Álvarez left the PLN and founded the Union For Change Party. Álvarez affirmed that the ruling corruption and the estrangement of the PLN leadership from its social democratic principles and ideology supported its decision. Union for Change obtained a 2.44% (39557 votes) in the elections of 2006 did not obtain deputies and achieved a single regidor at national level.

Antonio Álvarez assumed Johnny Araya's presidential campaign as chief in September 2012.

In 2008 he decided to dissolve his political movement and re-enter the ranks of the PLN. This decision was criticized, but Alvarez assured that there was a new social democratic and progressive base that allowed him to return, and that he aspired to be presidential candidate of that grouping. However, party's bylaws forbade anyone to be a candidate for not having four uninterrupted years of partisan militancy. Álvarez then gave his support to the candidacy of Laura Chinchilla, who was later elected President of the Republic.

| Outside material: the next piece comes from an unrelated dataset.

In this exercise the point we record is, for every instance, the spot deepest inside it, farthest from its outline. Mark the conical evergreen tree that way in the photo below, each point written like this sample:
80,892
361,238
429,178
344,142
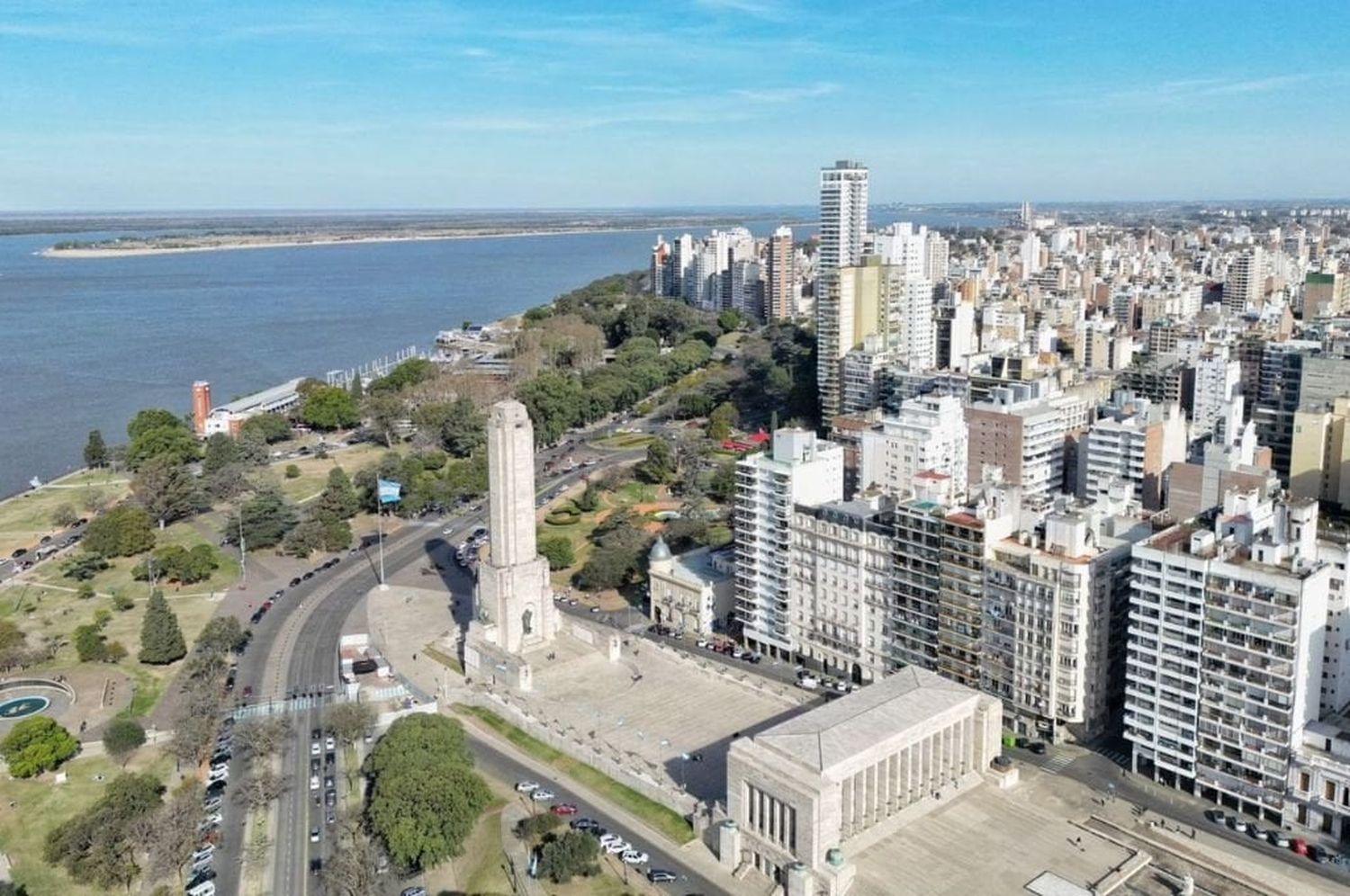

On October 8, 2010, Álvarez Desanti informed the press of his decision to present his candidacy again in the National Liberation Party, with a view to the 2014 presidential elections. In September 2012, he gave up on them and joined Johnny Araya, then mayor of San José, as presidential candidate, where he served as Campaign Leader and deputy candidate for first place in San Jose's list, resulting in elect.

In January 2011, Álvarez Desanti launched a series of short television programs, in which he tackled issues such as animal rights, financial management, remote work, and social networks.

On September 20, 2016, Desanti announced through the 7 Days of Teletica program that he was seriously considering registering as a candidate for the National Liberation Party. On October 21, Diario Extra published the result of a national survey where Álvarez Desanti as the likely candidate with the highest support. On November 2, 2016, through the newspaper La Nación, Desanti stressed his interest in becoming the candidate for the National Liberation Party and stated that there will be a polarization between him and Jose María Figueres Olsen.

Alvarez registered his presidential precandidatura on January 10, 2017, counting on the support of several important public figures and liberationists. Later on Sunday, April 2 of the same year, his party's convention was celebrated, which would be victorious. The next day, his most important opponent, Jose Maria Figueres Olsen, would accept his defeat.

==Personal life==
In 1977, Antonio Álvarez Desanti married Livia Meza, with whom four years later had his first daughter, Adriana, in May 1980. The union was dissolved a year later. In 1983, he married Nuria Marín Raventós, with whom he has a daughter, Andrea, born in 1986.